Glooko closes series C with $35M in financing to improve lives of patients with diabetes

June 28, 2017 – 11:35 AM | By Andrea Gonzalez | No comments yet

By Katie Pfaff, Staff Writer

Diabetes data management company Glooko closed a series C funding round with $35 million in financing, led by Georgian Partners. The Mountain View, Calif., company plans to use the funding to continue growth, including internationally, and invest in analytics.

Georgian Partners, of Toronto, invests in machine learning and applied analytics. Additional investors new to this round are the Mayo Clinic and Insulet Corp. Returning investors include Canaan Partners, Social Capital, Medtronic and Samsung Next.

Expansion, commercialization with funding

Glooko plans to expand its commercialization efforts in Germany, France, the U.K., Asia and the Middle East. Financing also will be used to increase marketing, sales and teams focused on development in analytics. The company will focus efforts in artificial intelligence to enhance its ability to provide personalized information to patients with diabetes, so they can make informed changes in their treatment.

“This additional funding will help us to further our mission: to improve the lives of people with diabetes,” said Rick Altinger, CEO of Glooko. “With this capital, we will accelerate our investments in clinical solutions that aim to increase medication adherence, provide personalized insights and prompts that drive behavior change for people with diabetes, and deliver clinical decision support to thousands of clinicians and coaches so they can better support people with diabetes in between office visits.”

Glooko web-based and mobile applications can be used with diabetes devices to record data and analyze the information for better disease management. Data is compiled and can be displayed in graphics or reports that can inform care and improve outcomes. More than 50 devices from insulin pumps to continuous glucose monitoring systems (CGMs) are compatible with the system and are synced to a patient’s smartphone or other device to deliver information on blood sugar, percent in range and average readings. Patients can then analyze the blood glucose information with food intake and medication, add activity or event notes, and share the data with a care provider to create an overall management plan and potentially optimize their outcomes.

Diabetes by the numbers

An estimated 29.1 million people in the U.S. have diabetes, 21 million who have been diagnosed, according to the CDC’s 2014 National Diabetes Statistics Report. Costs for the diabetic population in the U.S. were estimated at $245 billion direct and $176 billion indirectly in 2012. Medical expenses for those with diabetes are estimated at 2.3 times higher on average than patients without the disease, according to the CDC. Proper blood glucose control can limit eye, nerve and kidney damage usually associated with the disease. According to Glooko, 29 percent of users increased their blood sugar testing after using the service.

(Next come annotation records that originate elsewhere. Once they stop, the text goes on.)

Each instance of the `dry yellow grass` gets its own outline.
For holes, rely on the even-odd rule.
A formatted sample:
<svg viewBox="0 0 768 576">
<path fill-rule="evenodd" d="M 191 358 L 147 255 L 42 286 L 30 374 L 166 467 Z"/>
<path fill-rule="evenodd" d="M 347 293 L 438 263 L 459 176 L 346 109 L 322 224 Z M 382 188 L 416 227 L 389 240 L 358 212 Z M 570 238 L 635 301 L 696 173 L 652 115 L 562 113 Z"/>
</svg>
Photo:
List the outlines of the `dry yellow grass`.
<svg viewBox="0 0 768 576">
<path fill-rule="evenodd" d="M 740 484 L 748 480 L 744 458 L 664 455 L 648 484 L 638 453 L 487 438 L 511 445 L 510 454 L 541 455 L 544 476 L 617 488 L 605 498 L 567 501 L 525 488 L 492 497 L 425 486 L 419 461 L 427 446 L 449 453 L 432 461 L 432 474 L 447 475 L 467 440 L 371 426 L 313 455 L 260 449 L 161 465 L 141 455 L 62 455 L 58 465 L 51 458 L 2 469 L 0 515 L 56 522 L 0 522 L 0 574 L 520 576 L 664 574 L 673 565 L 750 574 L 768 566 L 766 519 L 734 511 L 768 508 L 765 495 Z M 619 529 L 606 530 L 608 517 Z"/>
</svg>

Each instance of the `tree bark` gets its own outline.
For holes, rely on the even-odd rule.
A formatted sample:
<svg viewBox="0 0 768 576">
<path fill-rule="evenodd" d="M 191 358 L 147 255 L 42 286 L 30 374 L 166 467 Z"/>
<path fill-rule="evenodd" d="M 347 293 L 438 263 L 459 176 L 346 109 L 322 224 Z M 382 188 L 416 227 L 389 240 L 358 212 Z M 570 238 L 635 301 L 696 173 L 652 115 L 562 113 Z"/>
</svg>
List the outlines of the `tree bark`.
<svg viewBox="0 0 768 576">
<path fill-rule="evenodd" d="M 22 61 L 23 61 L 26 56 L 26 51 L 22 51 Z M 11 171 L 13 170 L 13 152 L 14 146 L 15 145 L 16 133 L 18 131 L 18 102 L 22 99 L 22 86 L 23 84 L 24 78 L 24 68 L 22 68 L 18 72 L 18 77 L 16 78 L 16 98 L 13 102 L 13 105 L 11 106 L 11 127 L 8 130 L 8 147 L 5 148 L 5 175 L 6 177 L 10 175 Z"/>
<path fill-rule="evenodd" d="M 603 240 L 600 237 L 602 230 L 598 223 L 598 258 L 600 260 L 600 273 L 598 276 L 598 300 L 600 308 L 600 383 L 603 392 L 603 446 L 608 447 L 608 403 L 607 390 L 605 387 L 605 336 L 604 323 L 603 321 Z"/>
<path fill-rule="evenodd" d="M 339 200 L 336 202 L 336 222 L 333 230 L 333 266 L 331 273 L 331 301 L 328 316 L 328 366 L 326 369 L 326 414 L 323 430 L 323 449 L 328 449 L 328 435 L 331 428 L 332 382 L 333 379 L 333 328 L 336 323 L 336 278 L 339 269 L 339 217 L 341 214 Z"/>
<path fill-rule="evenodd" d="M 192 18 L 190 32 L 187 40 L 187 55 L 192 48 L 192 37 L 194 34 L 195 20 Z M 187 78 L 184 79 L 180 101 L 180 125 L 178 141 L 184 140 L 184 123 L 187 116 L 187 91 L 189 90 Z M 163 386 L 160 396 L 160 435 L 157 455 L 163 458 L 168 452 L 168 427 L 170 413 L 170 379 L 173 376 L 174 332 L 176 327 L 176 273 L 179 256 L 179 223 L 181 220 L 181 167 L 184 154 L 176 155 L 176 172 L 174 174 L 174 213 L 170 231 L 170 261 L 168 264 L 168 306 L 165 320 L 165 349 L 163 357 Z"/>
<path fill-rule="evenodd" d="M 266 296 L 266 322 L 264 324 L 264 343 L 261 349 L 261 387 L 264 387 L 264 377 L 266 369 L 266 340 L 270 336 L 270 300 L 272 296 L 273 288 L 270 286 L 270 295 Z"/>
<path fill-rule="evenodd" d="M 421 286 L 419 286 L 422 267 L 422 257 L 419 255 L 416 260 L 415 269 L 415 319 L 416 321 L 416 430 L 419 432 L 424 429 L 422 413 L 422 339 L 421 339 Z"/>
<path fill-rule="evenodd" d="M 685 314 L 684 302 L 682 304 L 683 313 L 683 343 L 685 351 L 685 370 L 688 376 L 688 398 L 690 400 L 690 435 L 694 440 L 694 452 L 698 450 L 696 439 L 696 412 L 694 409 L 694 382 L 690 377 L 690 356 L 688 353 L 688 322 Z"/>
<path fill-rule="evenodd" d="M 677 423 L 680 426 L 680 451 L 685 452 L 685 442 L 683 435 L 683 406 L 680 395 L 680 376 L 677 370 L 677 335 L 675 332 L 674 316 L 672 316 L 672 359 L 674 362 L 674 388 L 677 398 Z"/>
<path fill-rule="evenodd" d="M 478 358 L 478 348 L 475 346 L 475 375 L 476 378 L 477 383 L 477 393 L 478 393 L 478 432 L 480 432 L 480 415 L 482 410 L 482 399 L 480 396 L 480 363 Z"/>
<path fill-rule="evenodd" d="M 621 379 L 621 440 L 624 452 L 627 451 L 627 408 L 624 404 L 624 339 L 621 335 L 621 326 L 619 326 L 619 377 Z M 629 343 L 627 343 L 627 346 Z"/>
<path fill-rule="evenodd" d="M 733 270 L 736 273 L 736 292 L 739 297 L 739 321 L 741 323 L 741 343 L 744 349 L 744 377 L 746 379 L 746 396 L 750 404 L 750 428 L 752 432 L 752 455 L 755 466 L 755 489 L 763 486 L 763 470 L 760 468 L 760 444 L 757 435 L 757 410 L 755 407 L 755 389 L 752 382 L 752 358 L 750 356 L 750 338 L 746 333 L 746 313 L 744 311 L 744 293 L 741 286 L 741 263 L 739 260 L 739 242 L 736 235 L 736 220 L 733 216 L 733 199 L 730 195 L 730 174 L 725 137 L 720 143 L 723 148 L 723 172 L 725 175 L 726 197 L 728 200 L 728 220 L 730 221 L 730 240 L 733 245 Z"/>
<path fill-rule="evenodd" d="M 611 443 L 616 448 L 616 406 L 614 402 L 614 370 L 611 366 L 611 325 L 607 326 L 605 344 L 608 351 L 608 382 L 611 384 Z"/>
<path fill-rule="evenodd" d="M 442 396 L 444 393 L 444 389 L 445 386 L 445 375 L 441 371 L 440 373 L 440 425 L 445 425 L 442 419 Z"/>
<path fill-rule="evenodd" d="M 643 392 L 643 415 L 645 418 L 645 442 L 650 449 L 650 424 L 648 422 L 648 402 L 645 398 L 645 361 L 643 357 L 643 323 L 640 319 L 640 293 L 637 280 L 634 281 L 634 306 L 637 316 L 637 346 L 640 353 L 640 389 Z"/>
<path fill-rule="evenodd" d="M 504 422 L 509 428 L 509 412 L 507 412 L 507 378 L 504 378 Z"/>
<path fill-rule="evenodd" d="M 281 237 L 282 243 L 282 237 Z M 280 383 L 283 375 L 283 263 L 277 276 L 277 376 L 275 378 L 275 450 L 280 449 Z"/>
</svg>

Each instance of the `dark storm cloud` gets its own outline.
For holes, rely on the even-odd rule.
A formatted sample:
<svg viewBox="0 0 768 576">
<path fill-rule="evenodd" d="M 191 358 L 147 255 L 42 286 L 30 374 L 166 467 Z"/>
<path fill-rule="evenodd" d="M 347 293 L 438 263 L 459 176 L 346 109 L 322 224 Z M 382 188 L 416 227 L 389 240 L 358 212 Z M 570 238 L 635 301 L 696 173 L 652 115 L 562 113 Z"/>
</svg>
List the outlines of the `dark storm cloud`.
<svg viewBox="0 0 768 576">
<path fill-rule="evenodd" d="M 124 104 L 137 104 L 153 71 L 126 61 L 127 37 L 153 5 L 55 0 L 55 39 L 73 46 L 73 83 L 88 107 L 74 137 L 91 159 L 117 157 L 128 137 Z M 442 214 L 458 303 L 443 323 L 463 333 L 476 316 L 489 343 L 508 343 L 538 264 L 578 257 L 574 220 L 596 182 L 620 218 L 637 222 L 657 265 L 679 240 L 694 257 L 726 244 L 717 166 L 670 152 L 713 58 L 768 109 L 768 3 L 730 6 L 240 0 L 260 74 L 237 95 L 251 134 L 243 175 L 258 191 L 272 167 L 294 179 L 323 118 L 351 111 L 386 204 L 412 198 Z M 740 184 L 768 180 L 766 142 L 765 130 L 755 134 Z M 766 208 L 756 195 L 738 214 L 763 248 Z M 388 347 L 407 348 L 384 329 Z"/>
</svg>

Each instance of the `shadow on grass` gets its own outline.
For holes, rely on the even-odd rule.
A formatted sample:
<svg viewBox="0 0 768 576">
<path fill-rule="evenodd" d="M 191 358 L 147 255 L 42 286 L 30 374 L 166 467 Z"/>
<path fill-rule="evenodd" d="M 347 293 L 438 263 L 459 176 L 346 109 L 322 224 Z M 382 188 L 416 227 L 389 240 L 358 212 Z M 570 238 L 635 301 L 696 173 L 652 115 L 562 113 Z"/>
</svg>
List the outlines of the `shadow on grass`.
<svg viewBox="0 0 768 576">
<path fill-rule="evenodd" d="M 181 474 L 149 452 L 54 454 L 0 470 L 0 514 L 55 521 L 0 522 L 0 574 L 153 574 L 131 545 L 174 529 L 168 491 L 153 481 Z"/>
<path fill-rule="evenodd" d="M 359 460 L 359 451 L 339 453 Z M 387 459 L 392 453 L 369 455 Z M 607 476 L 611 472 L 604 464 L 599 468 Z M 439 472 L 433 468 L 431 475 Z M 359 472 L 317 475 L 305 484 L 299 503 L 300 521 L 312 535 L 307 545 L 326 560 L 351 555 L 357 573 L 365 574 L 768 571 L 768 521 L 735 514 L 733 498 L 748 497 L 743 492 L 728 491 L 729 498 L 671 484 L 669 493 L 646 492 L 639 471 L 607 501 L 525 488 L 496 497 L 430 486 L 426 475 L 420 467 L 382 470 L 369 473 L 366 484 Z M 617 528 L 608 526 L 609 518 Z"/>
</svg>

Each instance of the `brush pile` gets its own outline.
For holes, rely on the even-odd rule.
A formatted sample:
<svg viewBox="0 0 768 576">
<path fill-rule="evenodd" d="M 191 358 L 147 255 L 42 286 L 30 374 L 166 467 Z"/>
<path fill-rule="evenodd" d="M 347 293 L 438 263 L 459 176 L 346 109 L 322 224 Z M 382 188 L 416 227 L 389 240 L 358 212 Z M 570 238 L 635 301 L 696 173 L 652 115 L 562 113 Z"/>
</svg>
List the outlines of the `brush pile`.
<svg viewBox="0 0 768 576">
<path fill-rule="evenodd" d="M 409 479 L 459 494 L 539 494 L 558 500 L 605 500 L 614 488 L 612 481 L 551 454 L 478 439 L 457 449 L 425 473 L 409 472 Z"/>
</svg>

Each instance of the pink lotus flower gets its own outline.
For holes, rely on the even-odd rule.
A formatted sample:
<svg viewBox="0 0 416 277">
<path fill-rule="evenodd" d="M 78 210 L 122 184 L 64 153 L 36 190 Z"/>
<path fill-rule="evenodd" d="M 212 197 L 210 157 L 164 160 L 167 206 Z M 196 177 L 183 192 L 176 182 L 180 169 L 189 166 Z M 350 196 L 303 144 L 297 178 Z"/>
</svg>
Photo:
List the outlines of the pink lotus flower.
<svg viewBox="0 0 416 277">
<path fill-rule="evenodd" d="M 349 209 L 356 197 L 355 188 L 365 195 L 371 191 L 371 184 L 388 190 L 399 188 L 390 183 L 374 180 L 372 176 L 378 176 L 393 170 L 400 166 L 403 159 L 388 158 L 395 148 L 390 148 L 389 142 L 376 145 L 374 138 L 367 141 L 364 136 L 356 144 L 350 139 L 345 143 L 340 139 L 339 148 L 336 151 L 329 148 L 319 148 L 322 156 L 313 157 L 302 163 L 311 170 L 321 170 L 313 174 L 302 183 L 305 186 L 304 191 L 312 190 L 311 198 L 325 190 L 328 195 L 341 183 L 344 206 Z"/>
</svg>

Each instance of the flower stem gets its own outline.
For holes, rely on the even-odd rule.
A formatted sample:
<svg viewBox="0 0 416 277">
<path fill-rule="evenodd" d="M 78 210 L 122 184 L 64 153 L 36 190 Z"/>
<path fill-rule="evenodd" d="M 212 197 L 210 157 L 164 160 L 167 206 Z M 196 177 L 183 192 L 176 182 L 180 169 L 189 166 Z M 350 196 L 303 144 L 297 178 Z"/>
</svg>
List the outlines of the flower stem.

Hypoglycemia, or low blood sugar, can be a side effect of poor insulin management and is associated with seizures, loss of consciousness or death, according to the CDC. Glooko data suggests 60 percent of its users decreased their risk of developing hypoglycemia by at least 10 percent.

Prior funding rounds

Funding for the company has totaled $71 million, according to Crunchbase. Prior funding rounds for Glooko include an initial seed funding by 10 investors for $1 million in November 2010, followed by $3.5 million of series A financing in January 2012, led by Social Capital. An additional series A funding of $7 million, with five investors, closed in January 2014, and a later series B funding of $16.5 million, led by Canaan Partners and Medtronic, closed in March 2015. A September 2016 series C funding garnered $8 million, also led by Canaan Partners.

Medtronic, Samsung diabetes devices

Dublin-based Medtronic and Glooko began a partnership in 2015 to link the medical device company’s insulin pumps and CGMs to Glooko’s diabetes management platform. Medtronic also would utilize its food, medication, biometric and fitness information with existing software to bolster the quality of data provided to patients. (See BioWorld MedTech, June 9, 2015.)

“Our goal is to provide people with diabetes, their care teams and health care providers with actionable insights that improve decision-making to optimize care. By partnering with the Glooko diabetes management platform, we can provide safe and secure access to meaningful diabetes information to our customers that goes beyond just device data,” said Annette Brüls, Medtronic VP and general manager of Diabetes Services and Solutions, at that time. “Combining the additional data collected by Glooko with our Carelink data will enable further insights into how various health and fitness activities affect insulin therapy.”

Medtronic and Samsung, of Seoul, South Korea, also shared plans to collaborate on a similar endeavor which would integrate Samsung devices and insulin pumps and CGMs to provide diabetes data. Information would also be shared with the patient’s medical team, who would have access to the insulin pump or CGM.

Later that year, Medtronic added smartphone app access to data from the Minimed CGM device. (See BioWorld MedTech, Dec. 14, 2015.)